Malatya Municipality’s recent demolition of the “Final Prayer” chapel at an Armenian cemetery has spurred Armenian-Turks into action about other at-risk sites all around the country.

“[The idea of establishing] a commission could perhaps gain currency, but we first need to take into consideration the situation that Turkey is [embroiled] in. The example of Malatya may not stick well everywhere,” former Malatya Philanthropists Association (HAYDER) head Garo Paylan told the Hürriyet Daily News.

“We used to have graves that are thousands of years old across Anatolia, but they were either paved over with roads or new buildings were erected on top of them. It is no longer possible to retrieve most of them, but we at least need to claim the remainder,” Paylan said.

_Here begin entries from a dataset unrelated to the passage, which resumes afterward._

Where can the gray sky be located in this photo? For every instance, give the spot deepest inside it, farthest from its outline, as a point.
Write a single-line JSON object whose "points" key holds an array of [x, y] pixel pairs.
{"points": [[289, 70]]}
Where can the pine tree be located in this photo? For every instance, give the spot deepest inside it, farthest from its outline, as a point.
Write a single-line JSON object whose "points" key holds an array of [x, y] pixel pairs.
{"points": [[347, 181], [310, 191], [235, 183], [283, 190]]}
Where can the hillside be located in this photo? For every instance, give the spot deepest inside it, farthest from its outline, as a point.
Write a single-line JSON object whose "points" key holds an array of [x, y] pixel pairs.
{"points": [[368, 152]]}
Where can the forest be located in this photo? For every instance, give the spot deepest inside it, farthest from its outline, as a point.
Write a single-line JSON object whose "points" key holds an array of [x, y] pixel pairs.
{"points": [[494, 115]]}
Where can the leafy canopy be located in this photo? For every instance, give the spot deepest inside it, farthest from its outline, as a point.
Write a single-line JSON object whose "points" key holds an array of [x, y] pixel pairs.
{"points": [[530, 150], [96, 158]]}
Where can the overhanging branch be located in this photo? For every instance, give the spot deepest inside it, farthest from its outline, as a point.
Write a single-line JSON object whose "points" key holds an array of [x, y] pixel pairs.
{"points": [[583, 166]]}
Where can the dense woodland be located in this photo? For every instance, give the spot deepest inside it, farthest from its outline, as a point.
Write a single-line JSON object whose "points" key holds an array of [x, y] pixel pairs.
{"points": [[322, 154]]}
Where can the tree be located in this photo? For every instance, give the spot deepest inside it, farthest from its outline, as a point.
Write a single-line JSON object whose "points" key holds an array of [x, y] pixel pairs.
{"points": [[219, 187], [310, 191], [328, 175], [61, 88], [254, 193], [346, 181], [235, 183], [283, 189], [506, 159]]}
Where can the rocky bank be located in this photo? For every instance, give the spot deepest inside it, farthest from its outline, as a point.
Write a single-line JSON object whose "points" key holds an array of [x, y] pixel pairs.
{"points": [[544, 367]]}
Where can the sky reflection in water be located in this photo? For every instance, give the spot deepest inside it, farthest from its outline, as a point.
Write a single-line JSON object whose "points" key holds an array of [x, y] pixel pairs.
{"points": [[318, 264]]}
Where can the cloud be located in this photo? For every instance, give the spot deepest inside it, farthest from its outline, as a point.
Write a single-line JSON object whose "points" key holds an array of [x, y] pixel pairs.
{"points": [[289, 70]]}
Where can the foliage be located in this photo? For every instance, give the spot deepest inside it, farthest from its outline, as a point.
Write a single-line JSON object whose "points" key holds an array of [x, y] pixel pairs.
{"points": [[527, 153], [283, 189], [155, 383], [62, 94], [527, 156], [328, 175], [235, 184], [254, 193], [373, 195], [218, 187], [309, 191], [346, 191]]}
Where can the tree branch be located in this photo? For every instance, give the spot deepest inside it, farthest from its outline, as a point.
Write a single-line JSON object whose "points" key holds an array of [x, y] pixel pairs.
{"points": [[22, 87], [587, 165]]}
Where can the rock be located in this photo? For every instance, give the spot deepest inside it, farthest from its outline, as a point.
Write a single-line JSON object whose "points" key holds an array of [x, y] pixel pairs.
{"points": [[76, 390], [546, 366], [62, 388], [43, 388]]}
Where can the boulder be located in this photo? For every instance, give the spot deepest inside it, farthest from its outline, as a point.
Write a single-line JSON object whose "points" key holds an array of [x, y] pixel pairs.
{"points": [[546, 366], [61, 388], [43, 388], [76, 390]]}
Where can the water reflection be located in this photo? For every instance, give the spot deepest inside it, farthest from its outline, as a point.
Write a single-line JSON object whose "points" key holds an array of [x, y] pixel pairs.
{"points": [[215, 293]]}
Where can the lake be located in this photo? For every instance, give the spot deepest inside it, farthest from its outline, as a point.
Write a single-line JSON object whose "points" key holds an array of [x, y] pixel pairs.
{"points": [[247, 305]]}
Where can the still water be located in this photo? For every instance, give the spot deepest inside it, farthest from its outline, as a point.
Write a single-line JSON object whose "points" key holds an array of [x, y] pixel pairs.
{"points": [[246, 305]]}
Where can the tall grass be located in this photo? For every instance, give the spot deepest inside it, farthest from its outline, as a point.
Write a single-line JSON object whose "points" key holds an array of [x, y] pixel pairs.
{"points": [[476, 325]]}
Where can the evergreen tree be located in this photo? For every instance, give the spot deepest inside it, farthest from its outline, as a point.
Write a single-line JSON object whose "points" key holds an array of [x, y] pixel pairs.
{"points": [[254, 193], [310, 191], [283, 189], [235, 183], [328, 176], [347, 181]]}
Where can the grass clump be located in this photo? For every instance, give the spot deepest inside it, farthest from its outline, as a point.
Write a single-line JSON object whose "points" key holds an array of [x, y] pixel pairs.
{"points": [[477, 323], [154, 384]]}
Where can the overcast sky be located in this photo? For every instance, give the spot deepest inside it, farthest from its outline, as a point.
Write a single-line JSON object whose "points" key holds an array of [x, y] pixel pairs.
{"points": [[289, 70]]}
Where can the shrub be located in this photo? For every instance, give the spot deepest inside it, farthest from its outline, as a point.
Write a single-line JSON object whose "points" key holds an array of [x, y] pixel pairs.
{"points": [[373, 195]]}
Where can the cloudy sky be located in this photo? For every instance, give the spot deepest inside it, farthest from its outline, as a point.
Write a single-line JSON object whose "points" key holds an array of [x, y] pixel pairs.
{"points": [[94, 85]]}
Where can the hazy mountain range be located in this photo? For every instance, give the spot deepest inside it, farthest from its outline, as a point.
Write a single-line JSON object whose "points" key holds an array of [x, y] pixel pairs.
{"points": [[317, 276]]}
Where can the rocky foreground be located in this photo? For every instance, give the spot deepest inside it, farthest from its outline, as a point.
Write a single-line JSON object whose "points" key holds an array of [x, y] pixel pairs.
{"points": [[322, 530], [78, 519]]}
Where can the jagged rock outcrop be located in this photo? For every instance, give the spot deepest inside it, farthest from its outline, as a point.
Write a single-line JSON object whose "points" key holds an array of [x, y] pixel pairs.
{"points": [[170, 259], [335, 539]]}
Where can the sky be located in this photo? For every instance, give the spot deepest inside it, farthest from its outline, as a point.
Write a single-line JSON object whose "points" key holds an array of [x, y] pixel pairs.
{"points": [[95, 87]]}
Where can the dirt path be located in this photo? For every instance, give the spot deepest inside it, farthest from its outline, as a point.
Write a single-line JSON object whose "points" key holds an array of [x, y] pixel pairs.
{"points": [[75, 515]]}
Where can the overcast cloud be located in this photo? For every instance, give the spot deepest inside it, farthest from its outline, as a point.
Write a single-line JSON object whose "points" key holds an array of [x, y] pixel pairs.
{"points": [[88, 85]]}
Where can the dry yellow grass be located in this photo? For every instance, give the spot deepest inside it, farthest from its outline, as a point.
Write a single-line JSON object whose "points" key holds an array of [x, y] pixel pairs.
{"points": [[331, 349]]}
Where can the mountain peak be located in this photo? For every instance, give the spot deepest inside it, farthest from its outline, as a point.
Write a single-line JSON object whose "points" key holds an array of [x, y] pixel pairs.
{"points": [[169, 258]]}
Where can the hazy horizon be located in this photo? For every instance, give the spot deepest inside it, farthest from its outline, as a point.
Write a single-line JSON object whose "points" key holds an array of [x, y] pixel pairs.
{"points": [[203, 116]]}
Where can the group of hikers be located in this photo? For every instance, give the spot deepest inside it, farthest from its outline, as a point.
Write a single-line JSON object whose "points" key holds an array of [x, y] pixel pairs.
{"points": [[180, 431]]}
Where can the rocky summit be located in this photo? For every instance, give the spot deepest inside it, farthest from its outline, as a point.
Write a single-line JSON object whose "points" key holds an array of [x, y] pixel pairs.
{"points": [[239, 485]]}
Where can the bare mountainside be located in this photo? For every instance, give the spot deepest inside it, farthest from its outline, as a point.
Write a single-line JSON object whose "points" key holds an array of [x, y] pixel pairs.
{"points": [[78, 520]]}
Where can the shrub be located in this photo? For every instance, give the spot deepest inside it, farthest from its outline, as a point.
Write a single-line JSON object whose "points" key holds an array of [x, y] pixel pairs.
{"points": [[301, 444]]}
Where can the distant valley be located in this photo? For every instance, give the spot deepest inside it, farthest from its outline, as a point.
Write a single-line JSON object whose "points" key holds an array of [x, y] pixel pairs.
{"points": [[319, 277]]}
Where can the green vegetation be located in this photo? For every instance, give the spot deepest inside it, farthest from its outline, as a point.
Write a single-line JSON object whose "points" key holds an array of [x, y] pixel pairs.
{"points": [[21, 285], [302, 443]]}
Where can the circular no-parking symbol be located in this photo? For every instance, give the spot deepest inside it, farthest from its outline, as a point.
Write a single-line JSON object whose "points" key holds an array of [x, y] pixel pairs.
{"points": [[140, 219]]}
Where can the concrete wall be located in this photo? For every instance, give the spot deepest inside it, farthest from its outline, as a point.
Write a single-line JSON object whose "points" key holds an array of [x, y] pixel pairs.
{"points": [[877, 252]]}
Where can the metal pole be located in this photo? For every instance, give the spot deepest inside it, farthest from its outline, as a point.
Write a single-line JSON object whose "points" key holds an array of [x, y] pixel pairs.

HAYDER, which first brought the matter of Armenian sites before the public’s attention, continues receiving sporadic phone calls about the status of Armenian remnants elsewhere in the country.

“We are progressively evaluating the requests,” Paylan said but added that they were hesitant in taking any further steps at the moment. Denouncing as insincere the interest shown by Prime Minister Recep Tayyip Erdoğan and the Malatya Municipality in the chapel’s demolition, Paylan also said they had made a retreat for fear of public reaction.

Giving back historic church
“If they are truly sincere, then they ought to give the 300-year-old Church of Surp Yerortutyun [Holy Trinity] in Malatya, which they call ‘Taşhoran,’ back to us, rather than converting it into a cultural center,” Paylan said, adding that they were also going to appeal to the Malatya Governor’s Office with respect to the matter in the coming days.

Workers from the Malatya Municipality demolished a complex located over a centuries-old Armenian cemetery and which involved the “Final Prayer” Chapel, an annex for the ritual washing of the dead and a guard box Feb. 3. Following a public outcry, however, Malatya Municipality soon agreed to rebuild the complex through its own funds.

The cemetery, which is quite large, also contains the burial grounds of the family members of Hrant Dink, the chief editor of the bilingual weekly Agos who was gunned down in front of his office in Istanbul on Jan. 19, 2007.

Authorities had already nationalized the cemetery around the late 1940s, while only two acres are still owned by the Armenian community. Few individuals are still buried in the area in accordance with their wills.

“If such a problem came about a decade ago, the community would fear bringing the matter to the public’s attention. Our people have begun shaking their fears off to a certain degree in recent years. They established lay organizations within the context of commonly shared local origins, and HAYDER is one of them. In this way, we are striving to claim to the best of our capabilities whatever still remains of thousands of cemeteries and churches,” he said.

 Armenians from Malatya who now reside in Istanbul had provided the funds needed to build the complex through their own means.